The Obama administration faces a major challenge in making Zimbabwe a top priority in its Africa foreign policy. In a bold move last week, President Obama by phone told President Motlanthe of South Africa that he had an important role to play in helping resolve Zimbabwe's political crisis.
Secretary of State Hillary Clinton, outspoken about the crisis during and after her confirmation hearing, has also pressed South Africa, which has the most regional economic and diplomatic clout.
As hopeful rhetoric permeates US leadership, Zimbabwe's health crisis is taking a turn for the worse. The average life expectancy has plummeted from 62 in the early 1990s to 36 today. The average life expectancy for females in Zimbabwe (34) is the lowest on the planet.
When Physicians for Human Rights (PHR) released its emergency report on January 13 detailing the country's health system collapse, the reported cholera death toll soared past 2,000. The number currently exceeds 3,000, according the World Health Organization, with over 60,000 infected.
Echoing PHR, United States Ambassador James McGee said the epidemic was a "man-made disaster." "This is something that if we had a proper functioning health system, if we had a water company that was providing what the people of Zimbabwe deserve, which is clean drinking water it wouldn't have happened," he added during a visit to a cholera treatment center last week.
The rapidly climbing cholera death toll is but one symptom of Zimbabwe's health system collapse. Every day, 400 Zimbabweans die of AIDS. PHR reports that many people living with HIV have experienced interruptions of their anti-retroviral drug supplies. Further, many have been forced to change their drug regimes, risking the development of new and drug-resistant strains of HIV. These dangerous practices constitute a significant threat to public health since the development and transmission of multi-drug resistant variants of HIV in Zimbabwe could undermine not only Zimbabwe's HIV/ AIDS program, but regional programs as well.
There is also concerns about the development and spread of multi-drug resistant strains of tuberculosis due to the countries' failing TB treatment and control programs.
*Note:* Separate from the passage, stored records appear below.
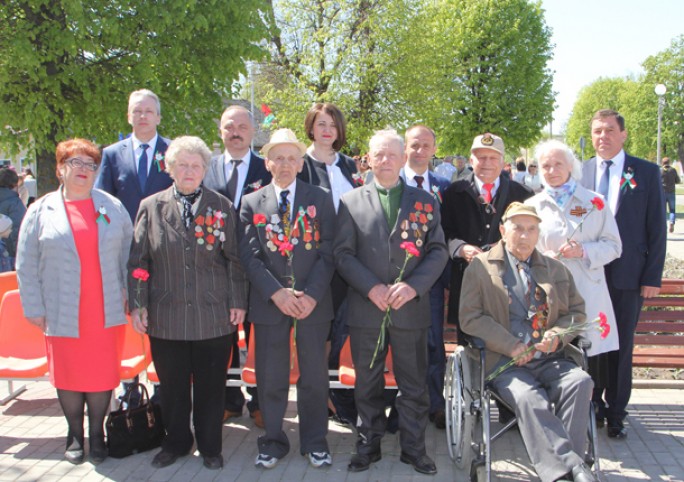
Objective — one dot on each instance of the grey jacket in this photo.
(49, 269)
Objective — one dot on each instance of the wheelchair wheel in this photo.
(459, 420)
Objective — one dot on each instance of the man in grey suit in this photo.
(235, 173)
(507, 293)
(373, 223)
(286, 249)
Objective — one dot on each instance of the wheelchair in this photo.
(468, 411)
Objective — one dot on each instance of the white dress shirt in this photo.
(616, 171)
(242, 168)
(411, 181)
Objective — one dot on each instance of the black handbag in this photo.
(134, 430)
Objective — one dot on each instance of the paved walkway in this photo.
(33, 429)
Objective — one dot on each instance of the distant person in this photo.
(670, 179)
(632, 189)
(446, 169)
(463, 168)
(71, 267)
(11, 206)
(521, 170)
(31, 185)
(532, 179)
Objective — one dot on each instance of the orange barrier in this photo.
(22, 346)
(135, 356)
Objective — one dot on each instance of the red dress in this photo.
(89, 363)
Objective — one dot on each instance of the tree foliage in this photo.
(67, 66)
(636, 100)
(470, 67)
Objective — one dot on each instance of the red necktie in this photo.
(488, 191)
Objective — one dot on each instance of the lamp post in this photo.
(660, 92)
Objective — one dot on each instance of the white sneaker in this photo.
(266, 461)
(319, 459)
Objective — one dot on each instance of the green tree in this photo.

The health crisis in Zimbabwe is a direct outcome of the malfeasance of the Mugabe regime and the systematic violation of a wide range of human rights, including the right to participate in government and failure to respect, protect and fulfill the right to health. In the 2009 report, PHR calls the government of Zimbabwe to hand over its health services, water supply, sanitation, disease surveillance, Ministry of Health operations, and other public health functions to a United Nations-designated agency or consortium.
The Obama administration should follow through on pledges made to bolster US leadership in the UN and engage in preventive diplomacy to strengthen respect for human rights. Specifically, the US should consult on an urgent basis with other Security Council members and build consensus for UN action to address the crisis in Zimbabwe, which represents a growing threat to the peace and stability of the region.